Modification of proton-conducting perfluorinated membranes with graphene oxide

Composite proton-conducting membranes with graphene oxide based on a perfluorinated copolymer of the Aquivion${}^\circledR$ type were obtained by casting a mixture of components onto a substrate with subsequent evaporation of the solvent. At fractions of $C_{\mathrm{GO}}\ge$ 0.05 weight%, graphene oxide as a modifier in the matrix created large-scale fibril-type structures (cross size $\sim$1 mm) with parallel packing on scales $\sim$10 mm. Within the fibrils, scanning electron microscopy data revealed a parallel packing of graphene oxide sheets alternating with polymer layers. At $C_{\mathrm{GO}}$ = 0.1 and 0.2 weight% tensile tests of samples along the fibrils showed increased elastic modulus and elastic limit relative to the data for transverse deformation.
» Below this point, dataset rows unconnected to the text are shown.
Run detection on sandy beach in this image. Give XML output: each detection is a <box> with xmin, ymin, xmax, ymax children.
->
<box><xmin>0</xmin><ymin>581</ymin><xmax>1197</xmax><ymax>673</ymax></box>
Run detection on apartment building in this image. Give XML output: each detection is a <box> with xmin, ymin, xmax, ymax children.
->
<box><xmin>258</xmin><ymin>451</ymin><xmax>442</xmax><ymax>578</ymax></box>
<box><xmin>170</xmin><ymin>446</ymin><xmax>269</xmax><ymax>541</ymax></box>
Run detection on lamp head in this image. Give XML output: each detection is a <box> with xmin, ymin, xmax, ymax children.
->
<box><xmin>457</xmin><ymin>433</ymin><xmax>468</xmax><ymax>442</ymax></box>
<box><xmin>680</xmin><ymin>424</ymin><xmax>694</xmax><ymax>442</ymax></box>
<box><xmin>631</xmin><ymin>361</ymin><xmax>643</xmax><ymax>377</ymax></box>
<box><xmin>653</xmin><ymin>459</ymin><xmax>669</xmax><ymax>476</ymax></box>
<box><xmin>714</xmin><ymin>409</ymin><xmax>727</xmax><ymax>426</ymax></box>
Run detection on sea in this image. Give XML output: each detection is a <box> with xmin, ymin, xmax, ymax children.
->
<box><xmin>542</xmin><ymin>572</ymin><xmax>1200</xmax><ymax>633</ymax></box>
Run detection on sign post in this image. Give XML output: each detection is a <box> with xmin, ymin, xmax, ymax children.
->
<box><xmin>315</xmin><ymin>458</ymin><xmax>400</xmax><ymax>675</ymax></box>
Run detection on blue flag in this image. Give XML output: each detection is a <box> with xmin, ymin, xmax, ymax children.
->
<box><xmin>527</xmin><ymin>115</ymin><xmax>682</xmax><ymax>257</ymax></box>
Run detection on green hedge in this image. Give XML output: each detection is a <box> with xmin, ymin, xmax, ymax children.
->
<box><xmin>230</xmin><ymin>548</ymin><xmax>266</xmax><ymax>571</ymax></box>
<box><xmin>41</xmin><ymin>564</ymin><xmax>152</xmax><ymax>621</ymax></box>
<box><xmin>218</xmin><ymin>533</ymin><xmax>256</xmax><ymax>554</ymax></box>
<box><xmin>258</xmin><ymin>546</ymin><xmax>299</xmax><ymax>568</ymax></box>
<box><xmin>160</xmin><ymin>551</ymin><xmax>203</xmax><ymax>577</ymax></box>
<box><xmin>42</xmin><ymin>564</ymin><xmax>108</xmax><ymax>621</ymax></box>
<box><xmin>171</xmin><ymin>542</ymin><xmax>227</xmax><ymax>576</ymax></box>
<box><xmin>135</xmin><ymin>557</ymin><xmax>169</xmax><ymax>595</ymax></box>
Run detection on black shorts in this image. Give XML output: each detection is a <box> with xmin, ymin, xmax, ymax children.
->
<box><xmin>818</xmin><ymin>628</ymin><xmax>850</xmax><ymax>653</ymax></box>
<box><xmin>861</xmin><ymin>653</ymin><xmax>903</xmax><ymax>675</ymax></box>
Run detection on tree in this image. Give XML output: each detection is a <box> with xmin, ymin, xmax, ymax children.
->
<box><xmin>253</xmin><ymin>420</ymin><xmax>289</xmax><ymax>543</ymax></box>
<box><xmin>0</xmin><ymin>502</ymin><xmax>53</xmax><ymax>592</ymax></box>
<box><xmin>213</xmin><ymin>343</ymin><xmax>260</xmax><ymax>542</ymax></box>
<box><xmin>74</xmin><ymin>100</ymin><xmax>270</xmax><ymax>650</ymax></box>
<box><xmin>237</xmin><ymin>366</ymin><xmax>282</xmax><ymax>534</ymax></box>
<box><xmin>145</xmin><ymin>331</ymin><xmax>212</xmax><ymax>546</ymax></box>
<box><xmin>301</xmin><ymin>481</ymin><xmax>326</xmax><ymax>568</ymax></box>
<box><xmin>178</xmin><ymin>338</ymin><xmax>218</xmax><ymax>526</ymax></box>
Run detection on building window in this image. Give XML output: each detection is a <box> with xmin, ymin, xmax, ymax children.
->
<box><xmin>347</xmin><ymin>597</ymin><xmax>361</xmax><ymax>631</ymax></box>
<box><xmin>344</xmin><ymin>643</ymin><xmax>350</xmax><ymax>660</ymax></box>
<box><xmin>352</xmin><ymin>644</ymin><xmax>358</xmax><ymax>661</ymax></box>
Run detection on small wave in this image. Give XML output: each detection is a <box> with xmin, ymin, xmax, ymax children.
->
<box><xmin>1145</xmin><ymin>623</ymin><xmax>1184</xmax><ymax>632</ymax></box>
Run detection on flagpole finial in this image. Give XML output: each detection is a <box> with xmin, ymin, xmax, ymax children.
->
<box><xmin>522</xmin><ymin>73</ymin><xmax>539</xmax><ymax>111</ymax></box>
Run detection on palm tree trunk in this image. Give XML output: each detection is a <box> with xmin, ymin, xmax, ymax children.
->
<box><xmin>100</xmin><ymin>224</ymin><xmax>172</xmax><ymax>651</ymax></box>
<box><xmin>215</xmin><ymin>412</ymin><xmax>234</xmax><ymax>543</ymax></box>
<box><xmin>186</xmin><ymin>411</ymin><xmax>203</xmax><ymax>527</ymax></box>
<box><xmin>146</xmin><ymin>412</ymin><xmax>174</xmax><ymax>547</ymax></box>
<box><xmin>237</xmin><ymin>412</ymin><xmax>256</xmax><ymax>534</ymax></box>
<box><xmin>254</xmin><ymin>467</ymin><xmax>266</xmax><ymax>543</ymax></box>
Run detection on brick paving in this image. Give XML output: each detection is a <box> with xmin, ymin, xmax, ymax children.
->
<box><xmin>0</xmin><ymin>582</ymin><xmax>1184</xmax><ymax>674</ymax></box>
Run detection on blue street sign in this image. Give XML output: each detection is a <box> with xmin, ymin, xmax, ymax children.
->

Less modifier fractions (0.02; 0.05 weight%) caused strengthening, an increase in the deformation resource and proton conductivity ($\sim$10%, data for 22; 50$^\circ$С) mainly along the fibrils. The found relationship between the structure, mechanical and conductive properties of composites with variation in the modifier fraction will allow for the targeted design of the membranes, regulating their properties and degree of anisotropy.